We’ll do the Metropolis-Hasting sampling as follows:

  1. Choose an initial \(k\) (call it \(k_0\)), having already fixed \(\mu\).

  2. Given \(k_i\), sample a uniform random number \(x\) from 0 to 1 (so \(x \sim U(0,1)\)) and propose \(k' = k_i + 1\) if the \(x > 0.5\), otherwise propose \(k' = k_i - 1\).

  3. Compute the Metropolis ratio \(r = p(k'|\mu)\, /\, p(k_i|\mu)\) using the discrete Poisson distribution.

  4. Given another uniform random number \(y \sim U(0,1)\), \(k_{i+1} = k'\) if \(y \leq r\), else \(k_{i+1} = k_i\) (i.e., keep the same value for the next \(k\)).

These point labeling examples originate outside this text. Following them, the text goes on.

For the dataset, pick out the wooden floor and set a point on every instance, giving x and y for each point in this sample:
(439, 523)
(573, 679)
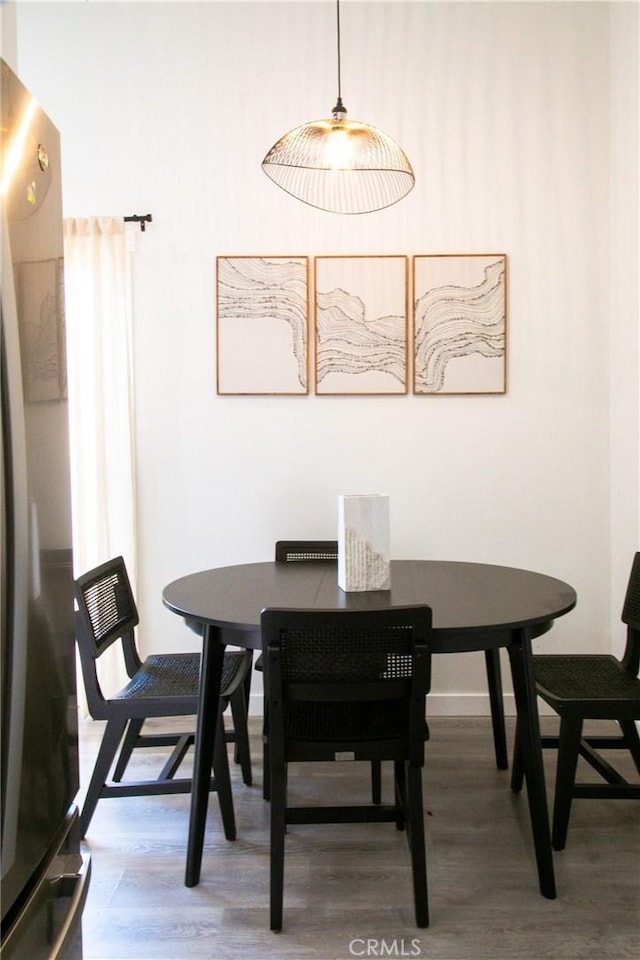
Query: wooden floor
(348, 888)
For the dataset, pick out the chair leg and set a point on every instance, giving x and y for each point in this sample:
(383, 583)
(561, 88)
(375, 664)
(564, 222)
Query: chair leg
(400, 788)
(415, 835)
(110, 740)
(376, 781)
(131, 736)
(632, 739)
(278, 783)
(568, 750)
(242, 750)
(223, 782)
(517, 773)
(266, 763)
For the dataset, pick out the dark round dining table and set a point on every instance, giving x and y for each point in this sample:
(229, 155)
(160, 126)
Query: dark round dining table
(476, 606)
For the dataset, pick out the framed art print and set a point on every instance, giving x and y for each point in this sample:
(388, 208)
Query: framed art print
(40, 289)
(459, 329)
(262, 325)
(361, 325)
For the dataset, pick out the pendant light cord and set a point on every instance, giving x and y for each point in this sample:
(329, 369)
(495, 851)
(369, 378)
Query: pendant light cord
(339, 107)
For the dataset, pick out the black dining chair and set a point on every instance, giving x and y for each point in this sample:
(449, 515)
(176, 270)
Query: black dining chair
(348, 686)
(300, 551)
(584, 687)
(164, 685)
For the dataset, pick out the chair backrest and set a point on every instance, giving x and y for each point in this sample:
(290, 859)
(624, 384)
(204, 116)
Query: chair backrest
(296, 551)
(106, 612)
(631, 616)
(319, 663)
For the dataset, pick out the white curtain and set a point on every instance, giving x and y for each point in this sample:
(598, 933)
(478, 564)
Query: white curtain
(98, 296)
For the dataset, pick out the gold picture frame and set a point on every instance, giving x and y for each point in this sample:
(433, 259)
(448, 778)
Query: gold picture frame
(262, 329)
(361, 325)
(459, 324)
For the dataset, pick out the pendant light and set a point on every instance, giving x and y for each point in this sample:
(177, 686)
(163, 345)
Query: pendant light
(340, 165)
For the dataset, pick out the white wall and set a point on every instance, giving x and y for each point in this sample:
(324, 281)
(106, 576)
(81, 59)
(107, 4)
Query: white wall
(512, 115)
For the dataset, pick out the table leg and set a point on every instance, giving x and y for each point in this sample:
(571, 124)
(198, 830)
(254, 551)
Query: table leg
(494, 678)
(531, 752)
(208, 705)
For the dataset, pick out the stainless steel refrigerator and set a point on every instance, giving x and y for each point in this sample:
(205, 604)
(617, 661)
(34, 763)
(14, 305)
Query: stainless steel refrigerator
(44, 868)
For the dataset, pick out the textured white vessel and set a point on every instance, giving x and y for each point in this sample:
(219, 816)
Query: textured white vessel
(363, 542)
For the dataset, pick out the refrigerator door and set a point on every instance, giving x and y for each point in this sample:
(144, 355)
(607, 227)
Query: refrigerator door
(39, 743)
(49, 922)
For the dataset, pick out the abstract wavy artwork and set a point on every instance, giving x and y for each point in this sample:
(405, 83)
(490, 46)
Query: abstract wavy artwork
(262, 325)
(41, 297)
(361, 325)
(460, 324)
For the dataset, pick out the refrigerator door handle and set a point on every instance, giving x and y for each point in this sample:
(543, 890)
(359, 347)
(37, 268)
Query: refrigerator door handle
(79, 882)
(15, 581)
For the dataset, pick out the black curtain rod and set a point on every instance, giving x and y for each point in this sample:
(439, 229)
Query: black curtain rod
(143, 220)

  5. Repeat 2.-4. until you think you have enough samples of \(k\).

  6. When graphing the posterior or calculating averages, skip the first values until the sampling has equilibrated (this is generally called the “burn-in” or “warm-up”).

In practice we’ll carry this out by generating all our uniform random numbers at the beginning using scipy.stats.uniform.rvs.

%matplotlib inline  

import numpy as np
from math import factorial

# We'll get our uniform distributions from stats, but there are other ways.
import scipy.stats as stats  

import matplotlib.pyplot as plt
import seaborn; seaborn.set() # for nicer plot formatting
def poisson(k, mu):
    """
    Returns a Poisson distribution value for k with mean mu
    """
    return mu**k * np.exp(-mu) / factorial(k) 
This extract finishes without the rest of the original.